Format (normalization) a postal address to search for duplicates?
In the database there are 100500 records with the email address (Moscow, Mira Ave., 10-204). You want to find duplicates. How can I do that? Is there any ready solutions, or will need to reinvent the wheel?
cheap labor will save you :)
but in General I can normalize address through dadata.ru and then try to ometzit
only houses, buildings and apartments will have to Tinker
coralie.Grady answered on October 3rd 19 at 04:40
Can be done in case of absence of any normalization very strange way — to find a API maps and to compare the coordinates returned by hash for example.
Jude_Orn37 answered on October 3rd 19 at 04:42
Try to use API Yandex.Cards, comparing the results of the geocoder. Documentation.
Bella.Witting answered on October 3rd 19 at 04:44
Well, you will save cheap children labor.
Hire freelancers for a dollar per hour and let sorted.
jodie37 answered on October 3rd 19 at 04:46
I have once upon a time (12-13 years ago) there was a similar task. I was led to normalized view in several passes
1) Moved everything in one register (upper)
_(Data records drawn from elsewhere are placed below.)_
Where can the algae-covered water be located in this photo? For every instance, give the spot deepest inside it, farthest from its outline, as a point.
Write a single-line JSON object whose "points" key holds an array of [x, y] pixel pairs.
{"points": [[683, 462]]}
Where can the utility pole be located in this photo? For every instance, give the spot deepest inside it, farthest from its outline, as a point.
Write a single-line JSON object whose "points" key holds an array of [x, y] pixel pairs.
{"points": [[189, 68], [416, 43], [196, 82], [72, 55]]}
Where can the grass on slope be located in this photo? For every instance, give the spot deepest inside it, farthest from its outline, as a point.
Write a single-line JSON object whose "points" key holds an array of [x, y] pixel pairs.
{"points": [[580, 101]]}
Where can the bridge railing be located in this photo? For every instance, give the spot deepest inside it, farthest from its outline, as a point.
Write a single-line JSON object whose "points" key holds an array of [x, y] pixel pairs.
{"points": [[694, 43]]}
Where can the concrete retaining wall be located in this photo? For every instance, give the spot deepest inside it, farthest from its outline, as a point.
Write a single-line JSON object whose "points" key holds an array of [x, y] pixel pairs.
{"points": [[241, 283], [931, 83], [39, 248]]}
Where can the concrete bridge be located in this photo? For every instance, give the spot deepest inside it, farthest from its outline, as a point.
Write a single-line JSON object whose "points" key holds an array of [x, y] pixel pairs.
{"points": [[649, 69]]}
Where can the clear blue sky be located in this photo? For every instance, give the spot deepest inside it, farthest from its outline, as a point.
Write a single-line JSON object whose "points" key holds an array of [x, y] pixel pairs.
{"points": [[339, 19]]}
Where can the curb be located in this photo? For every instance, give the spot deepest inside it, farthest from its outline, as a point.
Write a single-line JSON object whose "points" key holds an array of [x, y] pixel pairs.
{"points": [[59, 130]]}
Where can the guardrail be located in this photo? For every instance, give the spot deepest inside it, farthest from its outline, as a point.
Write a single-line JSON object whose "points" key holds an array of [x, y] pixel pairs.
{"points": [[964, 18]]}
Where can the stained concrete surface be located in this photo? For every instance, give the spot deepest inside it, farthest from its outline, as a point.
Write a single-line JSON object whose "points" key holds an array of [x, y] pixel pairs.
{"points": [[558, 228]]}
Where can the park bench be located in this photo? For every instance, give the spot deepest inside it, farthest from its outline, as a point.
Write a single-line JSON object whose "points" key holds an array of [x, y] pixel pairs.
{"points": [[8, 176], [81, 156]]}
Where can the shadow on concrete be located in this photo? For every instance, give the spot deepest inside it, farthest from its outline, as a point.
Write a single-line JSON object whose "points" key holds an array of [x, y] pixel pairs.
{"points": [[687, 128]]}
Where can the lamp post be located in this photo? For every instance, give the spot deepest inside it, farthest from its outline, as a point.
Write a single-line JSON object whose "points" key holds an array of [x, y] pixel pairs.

2) Replaced all "St.", "Avenue" and "prospect" for one thing. The same is done with flats, houses, buildings and other things.
3) based On all this, already made 3 norms. form.
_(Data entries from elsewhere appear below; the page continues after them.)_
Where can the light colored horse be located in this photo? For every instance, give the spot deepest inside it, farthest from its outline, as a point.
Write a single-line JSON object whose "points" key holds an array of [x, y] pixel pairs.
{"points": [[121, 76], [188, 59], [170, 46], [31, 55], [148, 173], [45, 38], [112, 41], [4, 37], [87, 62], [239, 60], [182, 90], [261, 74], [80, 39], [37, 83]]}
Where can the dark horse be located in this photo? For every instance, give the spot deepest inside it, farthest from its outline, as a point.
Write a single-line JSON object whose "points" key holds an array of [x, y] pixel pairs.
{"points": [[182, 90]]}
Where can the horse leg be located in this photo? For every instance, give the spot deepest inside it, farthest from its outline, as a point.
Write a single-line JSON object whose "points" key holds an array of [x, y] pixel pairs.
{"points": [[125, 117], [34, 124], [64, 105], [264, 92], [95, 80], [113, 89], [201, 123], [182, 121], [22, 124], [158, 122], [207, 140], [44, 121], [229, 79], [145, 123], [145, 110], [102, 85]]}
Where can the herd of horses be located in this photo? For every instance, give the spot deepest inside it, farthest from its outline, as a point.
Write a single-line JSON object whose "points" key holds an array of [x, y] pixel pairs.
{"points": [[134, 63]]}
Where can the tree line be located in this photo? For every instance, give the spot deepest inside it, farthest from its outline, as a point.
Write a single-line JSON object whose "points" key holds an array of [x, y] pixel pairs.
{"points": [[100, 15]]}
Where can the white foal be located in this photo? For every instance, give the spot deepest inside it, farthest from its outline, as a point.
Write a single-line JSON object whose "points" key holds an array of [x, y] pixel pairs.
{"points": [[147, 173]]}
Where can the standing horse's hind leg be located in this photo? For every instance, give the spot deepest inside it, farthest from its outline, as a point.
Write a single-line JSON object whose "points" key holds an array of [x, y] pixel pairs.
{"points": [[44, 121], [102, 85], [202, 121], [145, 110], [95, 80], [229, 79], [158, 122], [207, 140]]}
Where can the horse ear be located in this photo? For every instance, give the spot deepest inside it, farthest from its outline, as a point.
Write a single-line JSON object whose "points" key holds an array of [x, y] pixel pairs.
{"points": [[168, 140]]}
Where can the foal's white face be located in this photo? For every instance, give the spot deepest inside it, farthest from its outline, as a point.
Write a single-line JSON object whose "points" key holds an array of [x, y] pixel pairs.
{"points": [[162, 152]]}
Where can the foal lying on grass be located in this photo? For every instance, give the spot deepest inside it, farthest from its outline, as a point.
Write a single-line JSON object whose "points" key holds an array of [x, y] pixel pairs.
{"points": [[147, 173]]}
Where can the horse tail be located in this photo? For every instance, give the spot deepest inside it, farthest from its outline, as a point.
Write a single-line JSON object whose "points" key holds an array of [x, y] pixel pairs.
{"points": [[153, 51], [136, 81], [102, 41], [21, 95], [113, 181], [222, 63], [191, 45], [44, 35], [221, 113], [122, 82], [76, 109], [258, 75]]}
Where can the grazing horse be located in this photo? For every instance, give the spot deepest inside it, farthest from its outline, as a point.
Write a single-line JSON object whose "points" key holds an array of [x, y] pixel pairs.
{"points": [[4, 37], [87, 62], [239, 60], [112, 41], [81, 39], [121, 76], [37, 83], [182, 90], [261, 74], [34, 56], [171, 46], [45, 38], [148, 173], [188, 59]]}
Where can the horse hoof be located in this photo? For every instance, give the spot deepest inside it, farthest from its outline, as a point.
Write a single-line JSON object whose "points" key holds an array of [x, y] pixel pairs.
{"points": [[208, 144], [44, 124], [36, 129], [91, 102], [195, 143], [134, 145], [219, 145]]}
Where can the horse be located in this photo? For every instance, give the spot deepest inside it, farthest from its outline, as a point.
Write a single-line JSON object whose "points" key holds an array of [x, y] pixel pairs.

4) have Dealt with the addresses that could not be normalized
ON the base with 25,000 to 30,000 addresses I spent 2 or 3 days.
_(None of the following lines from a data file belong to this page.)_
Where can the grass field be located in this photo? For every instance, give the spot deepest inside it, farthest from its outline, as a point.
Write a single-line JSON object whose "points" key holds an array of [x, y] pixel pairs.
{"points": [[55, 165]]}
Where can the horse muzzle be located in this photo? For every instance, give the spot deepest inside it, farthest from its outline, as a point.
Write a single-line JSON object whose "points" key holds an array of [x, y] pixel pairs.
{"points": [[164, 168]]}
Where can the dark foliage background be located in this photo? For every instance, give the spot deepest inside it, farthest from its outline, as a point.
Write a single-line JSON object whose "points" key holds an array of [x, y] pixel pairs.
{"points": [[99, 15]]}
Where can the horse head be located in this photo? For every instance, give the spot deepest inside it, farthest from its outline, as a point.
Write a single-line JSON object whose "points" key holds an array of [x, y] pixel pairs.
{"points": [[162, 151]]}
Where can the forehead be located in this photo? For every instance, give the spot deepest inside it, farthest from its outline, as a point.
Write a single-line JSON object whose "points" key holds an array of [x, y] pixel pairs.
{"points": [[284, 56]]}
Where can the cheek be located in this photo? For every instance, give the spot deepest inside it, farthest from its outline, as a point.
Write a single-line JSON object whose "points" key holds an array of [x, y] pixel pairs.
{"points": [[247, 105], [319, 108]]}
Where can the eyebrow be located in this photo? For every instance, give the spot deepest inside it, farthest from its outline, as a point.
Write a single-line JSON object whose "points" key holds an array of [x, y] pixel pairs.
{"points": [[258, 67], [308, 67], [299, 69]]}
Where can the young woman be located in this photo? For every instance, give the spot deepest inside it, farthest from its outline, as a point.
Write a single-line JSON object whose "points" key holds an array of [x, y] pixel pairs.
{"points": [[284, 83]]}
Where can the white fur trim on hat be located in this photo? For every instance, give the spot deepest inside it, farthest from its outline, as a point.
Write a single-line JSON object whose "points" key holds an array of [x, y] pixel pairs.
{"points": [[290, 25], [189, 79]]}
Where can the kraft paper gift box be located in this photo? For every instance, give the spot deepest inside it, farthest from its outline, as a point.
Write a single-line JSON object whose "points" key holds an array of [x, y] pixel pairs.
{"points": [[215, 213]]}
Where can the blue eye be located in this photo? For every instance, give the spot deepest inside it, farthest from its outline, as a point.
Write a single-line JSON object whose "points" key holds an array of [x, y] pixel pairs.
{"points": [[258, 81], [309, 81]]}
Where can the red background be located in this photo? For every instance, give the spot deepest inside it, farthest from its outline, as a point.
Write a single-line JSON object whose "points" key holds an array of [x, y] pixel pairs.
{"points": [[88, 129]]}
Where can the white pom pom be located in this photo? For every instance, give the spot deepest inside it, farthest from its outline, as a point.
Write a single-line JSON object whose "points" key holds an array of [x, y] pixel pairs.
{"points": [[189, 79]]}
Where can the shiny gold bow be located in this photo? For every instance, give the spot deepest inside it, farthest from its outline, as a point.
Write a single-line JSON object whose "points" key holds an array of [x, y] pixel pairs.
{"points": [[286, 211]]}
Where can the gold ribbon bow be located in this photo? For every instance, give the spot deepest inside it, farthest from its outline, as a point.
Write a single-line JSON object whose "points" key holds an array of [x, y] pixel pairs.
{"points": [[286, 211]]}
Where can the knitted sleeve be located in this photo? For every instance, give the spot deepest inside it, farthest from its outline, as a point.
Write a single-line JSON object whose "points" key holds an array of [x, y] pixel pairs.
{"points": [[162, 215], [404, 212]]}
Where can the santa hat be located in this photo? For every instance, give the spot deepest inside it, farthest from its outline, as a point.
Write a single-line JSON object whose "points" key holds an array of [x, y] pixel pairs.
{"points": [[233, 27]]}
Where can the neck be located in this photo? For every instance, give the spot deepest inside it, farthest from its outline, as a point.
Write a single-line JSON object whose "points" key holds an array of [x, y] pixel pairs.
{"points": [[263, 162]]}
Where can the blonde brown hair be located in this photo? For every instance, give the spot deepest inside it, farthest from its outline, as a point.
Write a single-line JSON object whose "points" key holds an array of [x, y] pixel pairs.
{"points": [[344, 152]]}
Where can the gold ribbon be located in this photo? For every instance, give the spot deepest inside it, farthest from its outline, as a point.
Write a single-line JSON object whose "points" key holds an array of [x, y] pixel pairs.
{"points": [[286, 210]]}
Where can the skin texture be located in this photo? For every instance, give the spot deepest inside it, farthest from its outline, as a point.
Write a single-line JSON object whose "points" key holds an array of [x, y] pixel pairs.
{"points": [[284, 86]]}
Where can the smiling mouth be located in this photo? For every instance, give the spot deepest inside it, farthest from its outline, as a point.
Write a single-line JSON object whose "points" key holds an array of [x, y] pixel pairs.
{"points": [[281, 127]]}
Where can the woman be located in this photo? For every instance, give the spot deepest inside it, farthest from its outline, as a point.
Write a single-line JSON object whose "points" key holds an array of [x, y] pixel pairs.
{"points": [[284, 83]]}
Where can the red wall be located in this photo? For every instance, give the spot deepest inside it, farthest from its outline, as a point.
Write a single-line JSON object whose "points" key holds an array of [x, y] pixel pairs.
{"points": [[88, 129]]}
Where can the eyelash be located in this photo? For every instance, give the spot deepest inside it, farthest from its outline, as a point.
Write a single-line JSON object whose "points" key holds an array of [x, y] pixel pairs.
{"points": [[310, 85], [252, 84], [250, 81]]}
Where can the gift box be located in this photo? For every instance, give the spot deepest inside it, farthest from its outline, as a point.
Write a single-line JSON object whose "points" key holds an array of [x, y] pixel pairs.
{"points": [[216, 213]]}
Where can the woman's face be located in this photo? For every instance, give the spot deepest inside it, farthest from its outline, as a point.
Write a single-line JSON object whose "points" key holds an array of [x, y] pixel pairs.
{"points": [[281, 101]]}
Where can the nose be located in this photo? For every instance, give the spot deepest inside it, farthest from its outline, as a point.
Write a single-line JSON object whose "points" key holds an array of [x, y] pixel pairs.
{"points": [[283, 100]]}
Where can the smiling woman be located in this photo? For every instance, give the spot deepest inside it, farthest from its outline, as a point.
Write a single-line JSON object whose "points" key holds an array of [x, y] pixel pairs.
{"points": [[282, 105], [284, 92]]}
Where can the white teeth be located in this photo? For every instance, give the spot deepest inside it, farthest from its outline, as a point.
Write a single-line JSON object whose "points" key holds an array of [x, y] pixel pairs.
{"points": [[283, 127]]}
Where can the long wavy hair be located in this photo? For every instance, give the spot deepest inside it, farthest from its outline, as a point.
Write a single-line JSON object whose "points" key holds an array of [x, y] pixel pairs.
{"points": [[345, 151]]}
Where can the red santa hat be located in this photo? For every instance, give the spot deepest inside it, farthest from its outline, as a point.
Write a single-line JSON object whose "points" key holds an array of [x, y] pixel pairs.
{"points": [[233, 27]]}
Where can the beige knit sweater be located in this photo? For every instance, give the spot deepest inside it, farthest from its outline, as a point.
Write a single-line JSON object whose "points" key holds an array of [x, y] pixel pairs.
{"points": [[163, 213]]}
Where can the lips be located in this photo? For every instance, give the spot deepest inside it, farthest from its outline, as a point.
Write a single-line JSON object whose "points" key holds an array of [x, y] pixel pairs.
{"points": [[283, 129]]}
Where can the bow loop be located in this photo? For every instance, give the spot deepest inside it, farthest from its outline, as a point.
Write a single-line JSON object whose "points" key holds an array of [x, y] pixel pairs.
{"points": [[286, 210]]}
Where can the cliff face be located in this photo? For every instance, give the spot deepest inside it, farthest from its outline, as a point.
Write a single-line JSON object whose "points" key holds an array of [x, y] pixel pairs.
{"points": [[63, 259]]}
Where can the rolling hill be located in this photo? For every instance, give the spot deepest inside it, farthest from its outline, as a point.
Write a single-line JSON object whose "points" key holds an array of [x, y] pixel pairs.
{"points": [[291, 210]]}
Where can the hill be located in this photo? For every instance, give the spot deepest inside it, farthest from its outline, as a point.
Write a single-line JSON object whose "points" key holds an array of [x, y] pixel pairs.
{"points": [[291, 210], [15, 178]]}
It is clear that the decision in the forehead and can be quite effective, but the alternative was manual perezhevyvaya all this information that some did not suit me :)
anya.Medhurst answered on October 3rd 19 at 04:48
System Papyrus (www.petroglif.ru) is able to do. But your problem is — customized: import-parse-exports. For little money you can easily carry out.